Observe the following code:
const char *str1 = "foo";
printf("1.1: %s\n", str1);
str1 = "bar";
printf("1.2: %s\n\n", str1);
const char *str2[] = { "foo", "bar" };
printf("2.1: %s\n", str2[0]);
str2[0] = "baz";
printf("2.2: %s\n\n", str2[0]);
char *str3 = malloc(4);
strcpy(str3, "foo");
const char *str4[] = { str3, "bar" };
printf("3.1: %s -- %s\n", str4[0], str4[1]);
//str4[0][0] = 'z';
str4[0] = "bar";
str4[1] = "baz";
printf("3.2: %s -- %s\n", str4[0], str4[1]);
free(str3);
Wrapping it in a standard main function and compiling with gcc -Wall -Wextra -o test test.c, this gives no warnings and the output is:
1.1: foo
1.2: bar
2.1: foo
2.2: baz
3.1: foo -- bar
3.2: bar -- baz
When uncommenting the only commented line, gcc complains error: assignment of read-only location ‘*str4[0]’. Of course this is expected, I only added that bit for completeness.

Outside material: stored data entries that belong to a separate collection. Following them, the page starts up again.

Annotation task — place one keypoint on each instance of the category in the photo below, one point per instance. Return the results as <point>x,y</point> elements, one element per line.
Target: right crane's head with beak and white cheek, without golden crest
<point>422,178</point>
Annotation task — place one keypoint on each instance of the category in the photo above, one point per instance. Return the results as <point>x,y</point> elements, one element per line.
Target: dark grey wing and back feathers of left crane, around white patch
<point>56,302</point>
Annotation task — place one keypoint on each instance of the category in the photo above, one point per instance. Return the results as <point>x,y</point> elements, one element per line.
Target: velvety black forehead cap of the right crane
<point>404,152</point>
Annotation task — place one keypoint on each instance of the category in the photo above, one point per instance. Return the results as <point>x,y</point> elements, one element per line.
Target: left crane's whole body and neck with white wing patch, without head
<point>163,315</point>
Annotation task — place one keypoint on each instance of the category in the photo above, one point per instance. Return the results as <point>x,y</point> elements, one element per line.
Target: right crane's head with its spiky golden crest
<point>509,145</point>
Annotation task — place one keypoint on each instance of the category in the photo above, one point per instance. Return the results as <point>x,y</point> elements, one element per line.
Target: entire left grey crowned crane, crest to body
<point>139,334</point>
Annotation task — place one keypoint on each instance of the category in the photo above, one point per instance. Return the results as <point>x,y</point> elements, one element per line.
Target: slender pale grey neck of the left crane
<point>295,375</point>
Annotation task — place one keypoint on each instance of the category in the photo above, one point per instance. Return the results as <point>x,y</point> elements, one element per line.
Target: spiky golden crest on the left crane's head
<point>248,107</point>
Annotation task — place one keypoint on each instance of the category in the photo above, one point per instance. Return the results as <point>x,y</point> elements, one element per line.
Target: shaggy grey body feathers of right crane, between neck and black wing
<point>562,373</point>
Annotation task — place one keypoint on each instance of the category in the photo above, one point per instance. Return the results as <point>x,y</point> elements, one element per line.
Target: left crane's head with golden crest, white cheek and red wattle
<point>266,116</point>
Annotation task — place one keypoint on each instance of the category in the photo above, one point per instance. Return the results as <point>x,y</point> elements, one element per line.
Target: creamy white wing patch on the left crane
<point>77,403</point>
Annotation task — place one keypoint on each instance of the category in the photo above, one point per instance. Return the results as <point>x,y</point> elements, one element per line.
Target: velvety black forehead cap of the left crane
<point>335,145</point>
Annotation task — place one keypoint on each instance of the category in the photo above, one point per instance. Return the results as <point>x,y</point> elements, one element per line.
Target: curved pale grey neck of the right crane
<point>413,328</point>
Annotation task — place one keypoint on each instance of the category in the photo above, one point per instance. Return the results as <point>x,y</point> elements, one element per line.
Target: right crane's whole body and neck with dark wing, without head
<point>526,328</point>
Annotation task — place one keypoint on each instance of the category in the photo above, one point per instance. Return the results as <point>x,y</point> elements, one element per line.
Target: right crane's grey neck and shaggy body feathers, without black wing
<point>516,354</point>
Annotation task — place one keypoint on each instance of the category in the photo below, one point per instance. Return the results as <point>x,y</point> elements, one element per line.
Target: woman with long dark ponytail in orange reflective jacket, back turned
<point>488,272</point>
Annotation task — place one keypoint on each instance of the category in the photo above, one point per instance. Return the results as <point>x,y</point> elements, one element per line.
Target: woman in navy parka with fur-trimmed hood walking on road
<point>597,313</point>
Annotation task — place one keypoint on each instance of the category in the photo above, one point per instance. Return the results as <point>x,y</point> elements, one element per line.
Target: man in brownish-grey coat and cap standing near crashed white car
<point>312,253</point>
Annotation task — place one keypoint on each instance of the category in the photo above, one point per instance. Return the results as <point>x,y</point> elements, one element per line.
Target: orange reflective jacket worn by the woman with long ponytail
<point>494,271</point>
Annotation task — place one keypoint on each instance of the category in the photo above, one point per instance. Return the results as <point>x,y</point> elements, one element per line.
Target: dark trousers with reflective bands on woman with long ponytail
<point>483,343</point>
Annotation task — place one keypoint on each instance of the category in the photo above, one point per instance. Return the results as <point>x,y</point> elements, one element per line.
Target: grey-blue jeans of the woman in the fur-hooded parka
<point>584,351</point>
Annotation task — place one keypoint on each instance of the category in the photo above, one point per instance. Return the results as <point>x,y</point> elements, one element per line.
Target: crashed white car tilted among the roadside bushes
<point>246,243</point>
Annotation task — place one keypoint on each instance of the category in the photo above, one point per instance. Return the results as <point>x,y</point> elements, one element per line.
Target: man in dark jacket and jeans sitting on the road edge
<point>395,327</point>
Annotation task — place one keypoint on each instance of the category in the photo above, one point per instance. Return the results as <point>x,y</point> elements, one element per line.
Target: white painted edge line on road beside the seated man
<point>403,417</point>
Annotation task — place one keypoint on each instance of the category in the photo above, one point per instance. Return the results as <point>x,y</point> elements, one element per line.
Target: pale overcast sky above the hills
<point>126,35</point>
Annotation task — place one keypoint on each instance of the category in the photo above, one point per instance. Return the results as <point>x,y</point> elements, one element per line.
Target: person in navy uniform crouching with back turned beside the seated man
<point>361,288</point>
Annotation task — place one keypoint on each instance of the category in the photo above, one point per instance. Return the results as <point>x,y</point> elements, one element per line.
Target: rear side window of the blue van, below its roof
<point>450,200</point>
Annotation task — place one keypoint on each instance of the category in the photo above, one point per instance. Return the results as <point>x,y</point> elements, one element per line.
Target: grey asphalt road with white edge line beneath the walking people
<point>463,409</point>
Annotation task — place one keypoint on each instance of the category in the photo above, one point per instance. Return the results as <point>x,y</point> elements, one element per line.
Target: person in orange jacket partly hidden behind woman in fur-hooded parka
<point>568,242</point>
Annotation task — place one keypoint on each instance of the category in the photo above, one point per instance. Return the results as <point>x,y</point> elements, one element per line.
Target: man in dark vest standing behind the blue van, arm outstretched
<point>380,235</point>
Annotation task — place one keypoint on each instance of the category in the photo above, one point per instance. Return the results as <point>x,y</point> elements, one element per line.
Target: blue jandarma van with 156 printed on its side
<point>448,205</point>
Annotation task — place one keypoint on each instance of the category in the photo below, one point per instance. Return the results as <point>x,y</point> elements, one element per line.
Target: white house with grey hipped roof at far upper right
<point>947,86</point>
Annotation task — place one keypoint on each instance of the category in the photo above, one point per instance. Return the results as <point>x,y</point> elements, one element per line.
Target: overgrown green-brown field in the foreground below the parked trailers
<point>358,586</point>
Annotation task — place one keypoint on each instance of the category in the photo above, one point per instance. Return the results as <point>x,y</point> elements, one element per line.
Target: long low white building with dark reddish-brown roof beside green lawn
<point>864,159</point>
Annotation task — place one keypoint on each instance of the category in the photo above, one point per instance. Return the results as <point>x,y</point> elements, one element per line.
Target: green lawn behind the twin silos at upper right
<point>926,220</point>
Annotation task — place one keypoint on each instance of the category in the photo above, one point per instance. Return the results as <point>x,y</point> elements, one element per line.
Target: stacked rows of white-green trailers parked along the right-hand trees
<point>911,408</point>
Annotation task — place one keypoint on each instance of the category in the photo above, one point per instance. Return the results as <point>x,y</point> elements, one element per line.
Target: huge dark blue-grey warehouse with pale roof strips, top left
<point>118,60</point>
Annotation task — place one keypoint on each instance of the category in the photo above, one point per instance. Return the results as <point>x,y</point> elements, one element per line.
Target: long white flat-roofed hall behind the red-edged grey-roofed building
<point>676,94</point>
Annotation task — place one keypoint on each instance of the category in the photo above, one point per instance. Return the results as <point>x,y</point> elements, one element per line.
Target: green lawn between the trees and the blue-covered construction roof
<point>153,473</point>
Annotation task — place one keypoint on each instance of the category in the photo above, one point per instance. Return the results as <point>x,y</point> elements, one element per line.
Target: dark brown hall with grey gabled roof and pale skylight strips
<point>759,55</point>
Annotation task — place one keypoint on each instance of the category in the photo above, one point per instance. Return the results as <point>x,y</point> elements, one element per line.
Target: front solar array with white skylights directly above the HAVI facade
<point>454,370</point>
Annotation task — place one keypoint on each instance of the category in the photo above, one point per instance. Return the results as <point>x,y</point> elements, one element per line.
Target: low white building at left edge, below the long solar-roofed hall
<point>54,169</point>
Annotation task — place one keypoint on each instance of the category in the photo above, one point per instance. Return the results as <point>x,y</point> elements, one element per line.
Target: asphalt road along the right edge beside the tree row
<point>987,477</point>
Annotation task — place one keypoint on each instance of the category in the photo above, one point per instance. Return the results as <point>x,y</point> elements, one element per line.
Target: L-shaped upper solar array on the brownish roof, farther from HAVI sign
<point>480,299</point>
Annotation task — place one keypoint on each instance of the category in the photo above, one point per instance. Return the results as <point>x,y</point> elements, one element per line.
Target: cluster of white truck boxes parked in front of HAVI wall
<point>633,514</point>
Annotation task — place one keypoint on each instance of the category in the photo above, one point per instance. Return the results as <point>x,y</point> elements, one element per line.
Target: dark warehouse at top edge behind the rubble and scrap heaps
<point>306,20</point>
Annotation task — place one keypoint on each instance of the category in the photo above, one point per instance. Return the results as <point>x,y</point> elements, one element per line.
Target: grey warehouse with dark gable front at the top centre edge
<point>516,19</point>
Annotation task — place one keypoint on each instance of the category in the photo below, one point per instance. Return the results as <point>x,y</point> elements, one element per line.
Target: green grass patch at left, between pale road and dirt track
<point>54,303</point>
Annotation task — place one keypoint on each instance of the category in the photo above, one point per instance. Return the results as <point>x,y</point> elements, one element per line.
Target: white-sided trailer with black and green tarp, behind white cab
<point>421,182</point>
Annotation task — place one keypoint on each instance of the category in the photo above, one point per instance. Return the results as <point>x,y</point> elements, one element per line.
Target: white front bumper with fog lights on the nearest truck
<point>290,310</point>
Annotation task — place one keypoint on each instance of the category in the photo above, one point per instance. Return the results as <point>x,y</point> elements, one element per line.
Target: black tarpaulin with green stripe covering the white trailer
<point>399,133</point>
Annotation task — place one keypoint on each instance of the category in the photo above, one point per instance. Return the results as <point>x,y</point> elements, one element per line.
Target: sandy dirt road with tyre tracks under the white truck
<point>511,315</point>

By my understanding all the other assignments are valid because I'm not modifying the already existing read-only memory, I'm replacing it in its entirety with another memory block (which is then also marked read-only). But is this legal throughout all C compilers, or is it still implementation-dependent and therefore can it result in undefined behaviour? It's a little hard to find good information on this because it always seems to be about modifying the existing memory through pointer magic or casting the const away.
In this declaration
const char *str1 = "foo";
the pointer (variable) str1 is not constant. It is the string literal pointed to by the pointer str1 that is constant. That is the (non-constant) pointer str1 points to a constant object of the type const char.
So you may not change the literal pointed to by the pointer like for example
str1[0] = 'g';
But you may change the variable str1 itself because it is not constant
str1 = "bar";
To declare the pointer str1 as a constant pointer you should write
const char * const str1 = "foo";
In this case you may not write
str1 = "bar";
Because now the pointer str1 itself is constant.
Pay attention to though in C string literals have types of non-constant character arrays nevertheless you may not change a string literal. Any attempt to change a string literal results in undefined behavior.
That is you may not write
char *str1 = "foo";
str1[0] = 'g';